In 1993, the duo released Gettysburg, based on Michael Shaara's Civil-War novel The Killer Angels. That film did fairly well in theaters by most four-hour war-movie standards, but its bigger triumph came post-Gulf War, in homes tuned to Turner Network Television, where it aired as a miniseries.
This time around, Shaara's son Jeffrey is responsible for the film and its far more interesting backstory. When Michael Shaara died in 1988, Maxwell approached Jeffrey, the executor of his father's estate, to find a novelist who would write a prequel and a sequel to The Killer Angels that could eventually be adapted for the screen. (Apparently, Maxwell felt that in order to grow as a filmmaker, he needed to take on an entirely identical project.) Jeffrey, who at the time was in the rare-coin business and had never published a story in his life, decided that he was the right man for the job. Remarkably, Gods and Generals and the sequel, The Last Full Measure, eventually landed on The New York Times best-seller list.

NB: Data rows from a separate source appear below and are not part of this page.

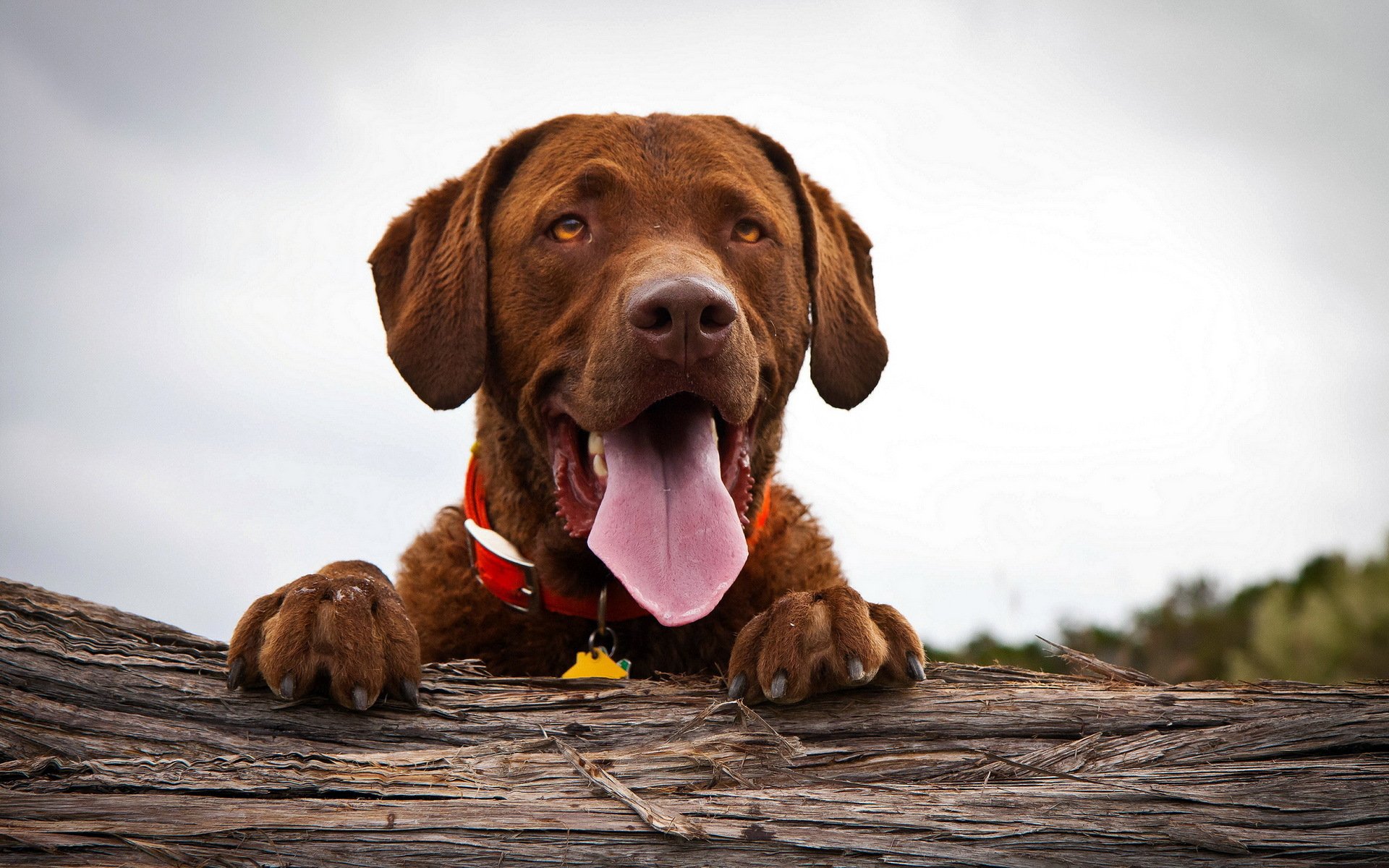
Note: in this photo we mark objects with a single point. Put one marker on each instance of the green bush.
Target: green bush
(1330, 624)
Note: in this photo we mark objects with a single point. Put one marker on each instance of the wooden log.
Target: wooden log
(122, 746)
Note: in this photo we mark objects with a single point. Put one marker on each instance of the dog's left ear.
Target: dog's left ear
(848, 353)
(431, 271)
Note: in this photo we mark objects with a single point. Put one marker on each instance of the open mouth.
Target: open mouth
(663, 502)
(578, 457)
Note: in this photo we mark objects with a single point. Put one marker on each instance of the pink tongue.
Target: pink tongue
(667, 527)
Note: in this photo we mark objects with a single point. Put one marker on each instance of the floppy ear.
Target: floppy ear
(431, 271)
(848, 353)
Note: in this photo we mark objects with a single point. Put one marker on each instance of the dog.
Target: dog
(629, 302)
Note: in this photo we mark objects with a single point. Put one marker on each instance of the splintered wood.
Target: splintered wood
(122, 746)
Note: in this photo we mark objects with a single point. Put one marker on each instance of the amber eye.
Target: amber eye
(747, 231)
(567, 228)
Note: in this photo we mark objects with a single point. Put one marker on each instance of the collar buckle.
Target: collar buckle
(504, 549)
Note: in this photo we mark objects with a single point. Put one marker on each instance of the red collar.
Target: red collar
(514, 581)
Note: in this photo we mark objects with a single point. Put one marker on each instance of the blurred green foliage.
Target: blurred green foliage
(1330, 624)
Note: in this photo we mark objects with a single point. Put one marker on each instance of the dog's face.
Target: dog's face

The two Shaara screen adaptations to date are absolutely insufferable. Both "movies" are indeed miniseries--not only for their behemoth running times but also for their barreling ignorance of cinematic nuances and their stupendous surfeit of schmaltz, dramaturgical pabulum, tiresome intellectual decorum and other dramatic compromises formatted to fit your television screen. (Gods, too, will presumably end up on cable in its frighteningly complete six-hour version.) The filmmakers like to brag about the graduate-level research that went into the film. But while you're watching history being told beneath those unconvincing beards, you'll be hard-pressed not to reminisce about your own junior high-school theater productions--the last time you saw so many school-lesson luminaries brought to leaden life.
Some of the latter include Gen. Robert E. Lee, played with determined dullness by Robert Duvall, and the forthrightly religious Thomas "Stonewall" Jackson (Stephen Lang), whose monologues burst with so much unadulterated Bible-thumpin' that Pat Robertson should get a producing credit, too.
It's amazing how many portentous things can be said in one movie; in a pre-battle pep talk, Col. Joshua Lawrence Chamberlain (Jeff Daniels) draws a wayward analogy between Julius Caesar marching his legions into Rome and Lincoln marching his Union troops into Virginia. No one talks in this movie; everyone simply reads out loud, passing off careful sermonizing and ridiculously melodramatic writing as spontaneous revelations on horseback: "I cannot believe that mortal man can march in the face of such destruction."
You'd think Maxwell would at least recoup his losses by winning on the battlefield. (Specifically, Gods focuses on the battles of Bull Run, Fredericksburg and Chancellorville.) Not a chance: Most of the battle scenes consist of medium tracking shots of men charging across an open field at 3 mph, being mowed down as if suddenly everyone had sprained their ankles. There's not an ounce of redemptive horror to any of it.
With the exception of Civil War buffs who don't mind crummy filmmaking, audiences will find this film tacky, especially in light of the current political climate. While lefties will be unnerved by the film's grossly juvenile romanticizing of wartime duty, honor and destiny, serious conservatives will simply be embarrassed. Viewers who don't give a fig about politics will be busy succumbing to their own unjust war: the battle against sleep.